On a blistering Friday afternoon, Green and several of his teammates sat underneath the large tent in the stands at Laney High School's football stadium. He watched other participants in the AAU Area 6 National Qualifier Track and Field Championship as he prepared to compete later.
In his first year running with the Augusta Flyers, Smith attempted to earn a spot in the AAU Junior Olympic Games, July 27-Aug. 6, in New Orleans.
With a potential trip to Louisiana on the line, Smith said he didn't mind being out in the heat. Running track, he said, beat his other summer options -- staying inside either watching TV or playing video games.
"That seems boring to me," Smith said. "I need something to pass the time."
Smith is one of 13 members of the Augusta Flyers competing this weekend in the AAU national qualifier, which runs through Sunday at Laney. While he competes in three events today (100, 200 and long jump), some of his club members already qualified for the Junior Olympics -- participants had to finish in the top five of their respective event to advance.
Lavaisiette Keller, an 11-year-old competitor entering sixth grade this fall at Langford Middle School, earned a spot in the nationals in pentathlon. This will be her fourth trip to the nationals, where her best finish is sixth out of 36 girls in pentathlon.
"My goal is to finish at least third," she said. "It might be fun."
Jhenia King, of the Flyers, also qualified for nationals in the javelin, while Alysia Rouse made it in the discus. Aryelle Jenkins also qualified in the discus.
Green, 12, also sought a national bid. He competed in the 400-meter dash late Friday.
Green joined the Flyers, Augusta's local track club, after running for fun against family and friends.
"Everybody said I was fast," he said. "It's been a very fun experience. I've met a lot of new people from different parts of Georgia."
Alex Gibson, one of the Flyers' coaches and a former 200-meter high school state champion, is hoping to help grow the Flyers. This season, the club has only 14 members -- one is in high school, the rest are 12 or younger. In past years, the Flyers have had 20-25 youngsters.
Gibson is trying to figure out how to attract more youth to his program. He said video games and air conditioning are two reasons there's not more track and field competitors.
"Some kids just don't want to be out in the heat," he said.

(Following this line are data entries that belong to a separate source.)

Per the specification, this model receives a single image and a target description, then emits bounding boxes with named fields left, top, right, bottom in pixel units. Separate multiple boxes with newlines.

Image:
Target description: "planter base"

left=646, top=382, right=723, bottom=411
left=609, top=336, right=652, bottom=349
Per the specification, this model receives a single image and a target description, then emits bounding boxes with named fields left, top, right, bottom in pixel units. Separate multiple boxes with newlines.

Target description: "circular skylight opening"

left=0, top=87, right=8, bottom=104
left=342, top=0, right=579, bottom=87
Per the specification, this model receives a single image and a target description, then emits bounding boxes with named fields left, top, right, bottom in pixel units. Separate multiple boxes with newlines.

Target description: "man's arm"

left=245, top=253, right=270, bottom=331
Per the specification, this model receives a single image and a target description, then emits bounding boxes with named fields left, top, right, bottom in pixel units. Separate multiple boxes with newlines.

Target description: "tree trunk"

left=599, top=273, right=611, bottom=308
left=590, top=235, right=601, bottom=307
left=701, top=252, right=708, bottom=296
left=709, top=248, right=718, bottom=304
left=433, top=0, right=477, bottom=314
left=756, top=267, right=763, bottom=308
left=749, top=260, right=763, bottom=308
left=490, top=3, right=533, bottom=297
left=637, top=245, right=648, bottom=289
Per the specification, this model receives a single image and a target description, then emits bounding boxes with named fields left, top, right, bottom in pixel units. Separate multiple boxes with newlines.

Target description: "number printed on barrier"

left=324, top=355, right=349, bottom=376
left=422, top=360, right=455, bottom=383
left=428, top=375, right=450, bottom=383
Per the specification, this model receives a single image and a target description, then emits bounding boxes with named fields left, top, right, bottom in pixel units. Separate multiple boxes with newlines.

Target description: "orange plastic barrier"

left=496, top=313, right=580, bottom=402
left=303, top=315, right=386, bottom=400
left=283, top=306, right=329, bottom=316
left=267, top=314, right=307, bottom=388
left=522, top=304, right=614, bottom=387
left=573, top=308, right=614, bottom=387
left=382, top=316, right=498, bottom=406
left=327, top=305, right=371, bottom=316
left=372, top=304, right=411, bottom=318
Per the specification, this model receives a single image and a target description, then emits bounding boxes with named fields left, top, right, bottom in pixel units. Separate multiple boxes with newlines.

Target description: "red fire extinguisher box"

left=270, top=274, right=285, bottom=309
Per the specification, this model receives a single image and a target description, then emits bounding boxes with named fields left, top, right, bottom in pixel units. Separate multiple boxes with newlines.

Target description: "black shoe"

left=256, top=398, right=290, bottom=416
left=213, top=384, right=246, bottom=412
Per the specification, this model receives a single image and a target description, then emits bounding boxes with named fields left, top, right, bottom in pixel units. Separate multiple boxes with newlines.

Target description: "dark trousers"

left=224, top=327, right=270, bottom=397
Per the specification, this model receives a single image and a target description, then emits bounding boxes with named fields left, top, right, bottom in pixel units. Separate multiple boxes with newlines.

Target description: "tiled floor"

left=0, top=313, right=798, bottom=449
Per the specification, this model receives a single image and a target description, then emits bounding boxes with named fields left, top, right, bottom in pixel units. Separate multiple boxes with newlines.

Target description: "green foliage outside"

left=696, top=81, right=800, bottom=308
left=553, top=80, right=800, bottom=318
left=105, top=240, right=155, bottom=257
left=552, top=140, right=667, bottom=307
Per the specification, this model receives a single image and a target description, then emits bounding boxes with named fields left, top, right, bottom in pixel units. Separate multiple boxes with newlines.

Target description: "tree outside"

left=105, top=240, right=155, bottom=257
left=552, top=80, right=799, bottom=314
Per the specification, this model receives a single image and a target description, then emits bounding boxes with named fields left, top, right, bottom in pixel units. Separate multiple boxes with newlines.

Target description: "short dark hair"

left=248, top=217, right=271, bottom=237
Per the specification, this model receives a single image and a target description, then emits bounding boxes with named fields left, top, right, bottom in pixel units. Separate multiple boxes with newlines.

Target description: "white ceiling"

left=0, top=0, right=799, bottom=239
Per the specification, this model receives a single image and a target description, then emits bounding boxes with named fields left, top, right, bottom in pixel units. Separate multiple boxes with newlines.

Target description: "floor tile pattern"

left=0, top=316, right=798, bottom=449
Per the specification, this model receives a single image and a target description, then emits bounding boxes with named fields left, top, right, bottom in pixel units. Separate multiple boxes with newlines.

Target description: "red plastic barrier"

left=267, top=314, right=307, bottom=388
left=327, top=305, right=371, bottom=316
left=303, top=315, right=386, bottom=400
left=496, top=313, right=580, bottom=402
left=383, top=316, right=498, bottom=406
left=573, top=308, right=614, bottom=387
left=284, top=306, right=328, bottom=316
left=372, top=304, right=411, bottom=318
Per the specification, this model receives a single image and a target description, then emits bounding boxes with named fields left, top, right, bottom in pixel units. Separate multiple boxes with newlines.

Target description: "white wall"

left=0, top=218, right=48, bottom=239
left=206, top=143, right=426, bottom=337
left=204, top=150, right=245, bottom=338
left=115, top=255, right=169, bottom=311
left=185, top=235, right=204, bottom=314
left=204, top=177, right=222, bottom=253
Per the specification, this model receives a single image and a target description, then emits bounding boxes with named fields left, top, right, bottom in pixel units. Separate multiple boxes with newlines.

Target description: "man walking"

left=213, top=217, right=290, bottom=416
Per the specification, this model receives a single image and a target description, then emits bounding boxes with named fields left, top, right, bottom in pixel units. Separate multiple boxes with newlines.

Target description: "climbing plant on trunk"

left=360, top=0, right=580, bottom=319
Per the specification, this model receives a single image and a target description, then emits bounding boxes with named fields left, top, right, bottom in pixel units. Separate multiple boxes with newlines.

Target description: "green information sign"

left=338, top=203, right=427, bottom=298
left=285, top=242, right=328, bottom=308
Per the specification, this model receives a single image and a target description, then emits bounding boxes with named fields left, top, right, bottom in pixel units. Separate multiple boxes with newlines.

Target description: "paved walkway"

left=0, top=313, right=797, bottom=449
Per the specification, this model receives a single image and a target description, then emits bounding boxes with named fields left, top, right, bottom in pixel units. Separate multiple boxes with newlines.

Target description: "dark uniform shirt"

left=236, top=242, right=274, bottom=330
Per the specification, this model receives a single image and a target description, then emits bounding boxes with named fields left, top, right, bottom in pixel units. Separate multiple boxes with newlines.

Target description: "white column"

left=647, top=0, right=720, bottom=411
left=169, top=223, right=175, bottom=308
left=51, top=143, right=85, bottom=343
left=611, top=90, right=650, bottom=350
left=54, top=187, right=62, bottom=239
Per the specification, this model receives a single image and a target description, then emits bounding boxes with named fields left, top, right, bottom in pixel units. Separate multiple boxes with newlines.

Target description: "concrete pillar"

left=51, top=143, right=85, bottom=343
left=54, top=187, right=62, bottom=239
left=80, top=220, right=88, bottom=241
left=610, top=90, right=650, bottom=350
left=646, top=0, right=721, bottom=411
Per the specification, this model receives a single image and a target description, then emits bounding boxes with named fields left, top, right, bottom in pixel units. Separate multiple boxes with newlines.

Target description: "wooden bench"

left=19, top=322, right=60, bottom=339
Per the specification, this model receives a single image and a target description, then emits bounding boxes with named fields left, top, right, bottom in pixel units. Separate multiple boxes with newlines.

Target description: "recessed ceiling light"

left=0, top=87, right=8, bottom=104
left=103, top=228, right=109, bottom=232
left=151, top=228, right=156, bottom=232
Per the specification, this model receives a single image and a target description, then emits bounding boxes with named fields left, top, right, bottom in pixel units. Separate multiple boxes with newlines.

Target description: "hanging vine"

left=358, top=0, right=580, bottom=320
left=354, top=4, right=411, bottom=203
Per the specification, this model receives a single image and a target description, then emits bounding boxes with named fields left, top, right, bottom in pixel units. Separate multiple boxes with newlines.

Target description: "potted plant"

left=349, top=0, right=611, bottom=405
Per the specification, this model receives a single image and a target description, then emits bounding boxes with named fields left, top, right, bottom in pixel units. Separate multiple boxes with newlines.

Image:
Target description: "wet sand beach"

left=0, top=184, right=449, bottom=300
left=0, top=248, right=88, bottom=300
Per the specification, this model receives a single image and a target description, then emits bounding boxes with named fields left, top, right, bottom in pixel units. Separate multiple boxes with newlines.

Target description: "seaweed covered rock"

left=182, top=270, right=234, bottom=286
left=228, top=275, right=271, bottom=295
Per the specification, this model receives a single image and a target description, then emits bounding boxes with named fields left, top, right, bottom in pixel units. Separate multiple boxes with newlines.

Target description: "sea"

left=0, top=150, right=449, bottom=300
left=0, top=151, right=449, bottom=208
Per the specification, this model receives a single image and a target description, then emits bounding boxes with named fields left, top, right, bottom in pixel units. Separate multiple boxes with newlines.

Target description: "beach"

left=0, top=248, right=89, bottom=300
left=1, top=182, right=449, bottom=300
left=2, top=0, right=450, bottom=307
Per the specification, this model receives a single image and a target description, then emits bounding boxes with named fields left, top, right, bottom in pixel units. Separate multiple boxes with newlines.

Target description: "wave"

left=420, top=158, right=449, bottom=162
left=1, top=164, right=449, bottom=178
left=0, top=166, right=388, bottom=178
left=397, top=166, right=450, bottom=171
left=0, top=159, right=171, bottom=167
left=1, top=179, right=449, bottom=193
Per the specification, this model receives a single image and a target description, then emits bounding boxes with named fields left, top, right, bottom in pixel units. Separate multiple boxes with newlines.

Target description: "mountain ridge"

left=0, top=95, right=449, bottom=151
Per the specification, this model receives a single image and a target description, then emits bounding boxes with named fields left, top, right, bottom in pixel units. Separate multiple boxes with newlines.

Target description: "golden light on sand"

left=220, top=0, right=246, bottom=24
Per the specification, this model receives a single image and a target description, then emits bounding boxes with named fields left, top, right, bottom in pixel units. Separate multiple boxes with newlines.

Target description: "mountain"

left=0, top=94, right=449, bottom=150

After the Junior Olympics, the Flyers season will begin in full with practice in February. From there, the team will participate in various meets before trying to qualify for nationals again.
Before this year's national meet, the Flyers will spend July working to get better. Though the club is small, the children look to bring back plenty of medals.
"I'm going to make sure they have fun," Gibson said. "But I'm also going to make sure they focus. They have to continue to improve. There's still time to get better."